Die anfängliche Suche nach einer klaren Definition dieser Begriffe weicht im Laufe des Seminars einer pragmatischeren Herangehensweise. Der Fokus verschiebt sich von klassischen religionsethnologischen Texten hin zu emischen Perspektiven und der Berücksichtigung der Verschwimmung traditioneller Kategorien.
Welche Methoden werden im Seminar angewendet?
Die Beiträge untersuchen die Faktizität der untersuchten Sachverhalte. Methodisch werden unter anderem kommunikationstheoretische Ansätze (z.B. Umberto Eco) und Fallstudien verwendet, um die Wirkungsweise magischer Handlungen aus der Perspektive der Beteiligten zu verstehen und rituelle Kommunikation im Kontext von Besessenheit zu analysieren.
Welche Schlüsselwörter beschreiben den Inhalt des Seminars?

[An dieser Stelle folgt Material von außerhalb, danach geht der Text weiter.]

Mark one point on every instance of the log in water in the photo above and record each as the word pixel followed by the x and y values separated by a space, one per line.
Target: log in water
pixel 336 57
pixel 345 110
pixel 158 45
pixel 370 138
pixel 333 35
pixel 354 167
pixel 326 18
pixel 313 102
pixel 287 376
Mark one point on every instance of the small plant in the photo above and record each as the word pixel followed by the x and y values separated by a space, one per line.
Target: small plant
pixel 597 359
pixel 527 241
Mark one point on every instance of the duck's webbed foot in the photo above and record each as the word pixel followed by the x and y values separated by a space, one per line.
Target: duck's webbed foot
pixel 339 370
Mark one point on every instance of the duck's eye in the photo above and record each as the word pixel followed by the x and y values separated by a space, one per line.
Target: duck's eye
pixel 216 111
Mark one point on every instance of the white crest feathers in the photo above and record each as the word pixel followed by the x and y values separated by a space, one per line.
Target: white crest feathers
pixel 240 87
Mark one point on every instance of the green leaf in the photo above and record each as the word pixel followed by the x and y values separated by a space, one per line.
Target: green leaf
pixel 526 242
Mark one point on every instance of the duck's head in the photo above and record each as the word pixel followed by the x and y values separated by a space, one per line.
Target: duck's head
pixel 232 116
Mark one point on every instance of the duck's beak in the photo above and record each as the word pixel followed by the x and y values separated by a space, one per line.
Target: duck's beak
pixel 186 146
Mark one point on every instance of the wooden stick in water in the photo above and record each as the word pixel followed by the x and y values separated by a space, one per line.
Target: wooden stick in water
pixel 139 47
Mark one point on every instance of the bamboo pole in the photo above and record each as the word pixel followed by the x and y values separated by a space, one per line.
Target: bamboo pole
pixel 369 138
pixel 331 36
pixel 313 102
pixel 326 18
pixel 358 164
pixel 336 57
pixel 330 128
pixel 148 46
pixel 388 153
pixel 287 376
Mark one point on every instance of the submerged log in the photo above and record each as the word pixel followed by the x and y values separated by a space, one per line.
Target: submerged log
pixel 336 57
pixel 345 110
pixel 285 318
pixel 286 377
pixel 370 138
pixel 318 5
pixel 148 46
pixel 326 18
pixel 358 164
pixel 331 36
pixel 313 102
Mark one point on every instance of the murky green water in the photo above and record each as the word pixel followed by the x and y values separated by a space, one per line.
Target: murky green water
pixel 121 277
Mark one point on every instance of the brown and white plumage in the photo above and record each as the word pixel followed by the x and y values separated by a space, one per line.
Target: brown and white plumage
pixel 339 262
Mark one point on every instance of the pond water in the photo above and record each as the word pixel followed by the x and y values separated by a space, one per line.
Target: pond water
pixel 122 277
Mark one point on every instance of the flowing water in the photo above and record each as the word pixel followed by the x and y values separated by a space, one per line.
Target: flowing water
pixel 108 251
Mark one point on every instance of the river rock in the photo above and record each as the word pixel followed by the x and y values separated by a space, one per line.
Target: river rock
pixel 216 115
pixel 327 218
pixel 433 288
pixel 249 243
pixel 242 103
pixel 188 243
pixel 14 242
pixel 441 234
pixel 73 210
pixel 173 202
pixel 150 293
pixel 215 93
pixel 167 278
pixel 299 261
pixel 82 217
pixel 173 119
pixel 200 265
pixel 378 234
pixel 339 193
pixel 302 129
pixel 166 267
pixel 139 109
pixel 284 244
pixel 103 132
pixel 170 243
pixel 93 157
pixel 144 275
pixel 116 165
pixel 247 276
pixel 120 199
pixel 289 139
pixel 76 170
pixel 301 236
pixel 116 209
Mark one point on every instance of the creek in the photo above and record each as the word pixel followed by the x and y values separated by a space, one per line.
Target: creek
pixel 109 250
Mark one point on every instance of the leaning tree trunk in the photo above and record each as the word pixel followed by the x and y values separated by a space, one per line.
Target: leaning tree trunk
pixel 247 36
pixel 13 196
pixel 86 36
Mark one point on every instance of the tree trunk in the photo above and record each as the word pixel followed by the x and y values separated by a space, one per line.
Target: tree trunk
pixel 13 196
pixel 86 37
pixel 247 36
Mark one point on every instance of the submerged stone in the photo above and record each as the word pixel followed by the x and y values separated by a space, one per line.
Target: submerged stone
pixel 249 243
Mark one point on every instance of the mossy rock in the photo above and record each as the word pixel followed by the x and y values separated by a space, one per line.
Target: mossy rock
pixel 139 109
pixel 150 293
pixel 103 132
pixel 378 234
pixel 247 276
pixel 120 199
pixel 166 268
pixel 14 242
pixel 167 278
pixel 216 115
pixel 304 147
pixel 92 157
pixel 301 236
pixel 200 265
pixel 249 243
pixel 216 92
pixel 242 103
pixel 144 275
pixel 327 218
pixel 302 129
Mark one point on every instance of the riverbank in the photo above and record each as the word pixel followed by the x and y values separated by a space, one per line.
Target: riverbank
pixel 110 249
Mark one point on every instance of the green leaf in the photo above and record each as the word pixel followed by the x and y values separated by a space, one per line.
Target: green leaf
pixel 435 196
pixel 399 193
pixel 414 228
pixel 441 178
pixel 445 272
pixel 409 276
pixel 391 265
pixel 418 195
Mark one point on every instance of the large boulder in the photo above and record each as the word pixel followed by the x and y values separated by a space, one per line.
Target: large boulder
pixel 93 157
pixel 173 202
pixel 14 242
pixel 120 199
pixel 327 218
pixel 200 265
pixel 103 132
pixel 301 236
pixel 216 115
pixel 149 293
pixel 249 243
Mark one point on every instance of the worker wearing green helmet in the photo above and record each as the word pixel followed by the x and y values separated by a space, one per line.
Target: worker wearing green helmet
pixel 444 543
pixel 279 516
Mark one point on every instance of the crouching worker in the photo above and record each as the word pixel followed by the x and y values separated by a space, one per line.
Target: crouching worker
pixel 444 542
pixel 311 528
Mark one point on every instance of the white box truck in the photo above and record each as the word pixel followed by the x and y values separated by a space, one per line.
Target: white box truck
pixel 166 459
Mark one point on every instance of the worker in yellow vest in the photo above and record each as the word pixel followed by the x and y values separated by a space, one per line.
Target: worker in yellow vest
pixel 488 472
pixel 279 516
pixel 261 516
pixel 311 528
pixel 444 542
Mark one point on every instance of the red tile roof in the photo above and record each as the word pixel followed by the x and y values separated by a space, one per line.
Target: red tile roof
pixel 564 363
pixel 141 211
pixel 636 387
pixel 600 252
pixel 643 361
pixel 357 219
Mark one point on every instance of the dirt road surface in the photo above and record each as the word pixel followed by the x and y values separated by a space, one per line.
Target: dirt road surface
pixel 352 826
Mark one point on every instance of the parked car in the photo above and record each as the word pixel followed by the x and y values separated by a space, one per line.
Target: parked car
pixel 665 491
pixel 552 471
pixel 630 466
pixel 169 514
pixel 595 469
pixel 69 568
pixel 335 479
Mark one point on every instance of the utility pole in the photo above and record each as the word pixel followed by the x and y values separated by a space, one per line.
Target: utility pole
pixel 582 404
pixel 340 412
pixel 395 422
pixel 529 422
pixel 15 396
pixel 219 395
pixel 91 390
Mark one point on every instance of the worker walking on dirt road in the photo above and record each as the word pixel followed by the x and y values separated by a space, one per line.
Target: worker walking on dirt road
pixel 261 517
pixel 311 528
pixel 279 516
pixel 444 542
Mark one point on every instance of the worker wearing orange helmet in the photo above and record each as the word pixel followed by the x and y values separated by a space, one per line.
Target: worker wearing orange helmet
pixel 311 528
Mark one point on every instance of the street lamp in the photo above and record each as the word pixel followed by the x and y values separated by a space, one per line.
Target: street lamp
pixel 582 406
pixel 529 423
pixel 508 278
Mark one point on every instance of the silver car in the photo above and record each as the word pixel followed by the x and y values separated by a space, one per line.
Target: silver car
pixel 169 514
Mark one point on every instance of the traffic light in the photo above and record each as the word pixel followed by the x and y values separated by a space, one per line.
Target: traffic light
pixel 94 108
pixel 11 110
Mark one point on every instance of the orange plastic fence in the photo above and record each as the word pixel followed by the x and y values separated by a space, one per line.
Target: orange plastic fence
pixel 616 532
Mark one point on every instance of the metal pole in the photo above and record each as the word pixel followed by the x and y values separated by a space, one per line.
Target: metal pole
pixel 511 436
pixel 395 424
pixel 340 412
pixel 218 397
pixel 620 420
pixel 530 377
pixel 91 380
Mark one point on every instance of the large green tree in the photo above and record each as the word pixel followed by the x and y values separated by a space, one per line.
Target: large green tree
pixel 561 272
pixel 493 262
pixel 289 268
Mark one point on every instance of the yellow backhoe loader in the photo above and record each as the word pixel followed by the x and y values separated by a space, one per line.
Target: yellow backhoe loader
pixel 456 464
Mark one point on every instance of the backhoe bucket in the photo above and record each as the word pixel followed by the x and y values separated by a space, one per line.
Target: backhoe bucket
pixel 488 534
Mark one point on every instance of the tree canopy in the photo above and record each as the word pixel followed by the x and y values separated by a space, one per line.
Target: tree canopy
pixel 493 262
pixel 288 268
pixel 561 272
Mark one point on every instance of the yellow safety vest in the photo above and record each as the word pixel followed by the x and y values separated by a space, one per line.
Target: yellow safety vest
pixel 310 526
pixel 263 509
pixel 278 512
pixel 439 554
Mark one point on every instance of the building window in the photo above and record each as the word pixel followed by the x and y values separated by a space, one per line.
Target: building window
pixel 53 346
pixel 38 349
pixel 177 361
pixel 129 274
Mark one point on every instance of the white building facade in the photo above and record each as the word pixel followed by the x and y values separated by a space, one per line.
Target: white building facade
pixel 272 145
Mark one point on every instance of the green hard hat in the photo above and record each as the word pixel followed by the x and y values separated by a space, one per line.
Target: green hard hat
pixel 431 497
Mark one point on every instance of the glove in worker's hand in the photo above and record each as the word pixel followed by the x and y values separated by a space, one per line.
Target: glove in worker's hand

Schlüsselwörter sind: Hexerei, Zauberei, Magie, Schamanismus, Voodoo, Santería, Umbanda, Bön-Religion, Kardezismus, Satanismus, ethnologische Perspektiven, emische Perspektiven, Rituale, Trance, Besessenheit, Jenseitskontakte, gesellschaftliche Konstruktionen, moderne Praktiken, Hamburg.
Gibt es Zusammenfassungen der einzelnen Kapitel?
Ja, die HTML-Datei enthält Kapitelzusammenfassungen, die die jeweiligen Themen und Forschungsansätze der einzelnen Beiträge detailliert beschreiben. Diese Zusammenfassungen geben einen Überblick über die behandelten Inhalte und die Ergebnisse der jeweiligen Analysen.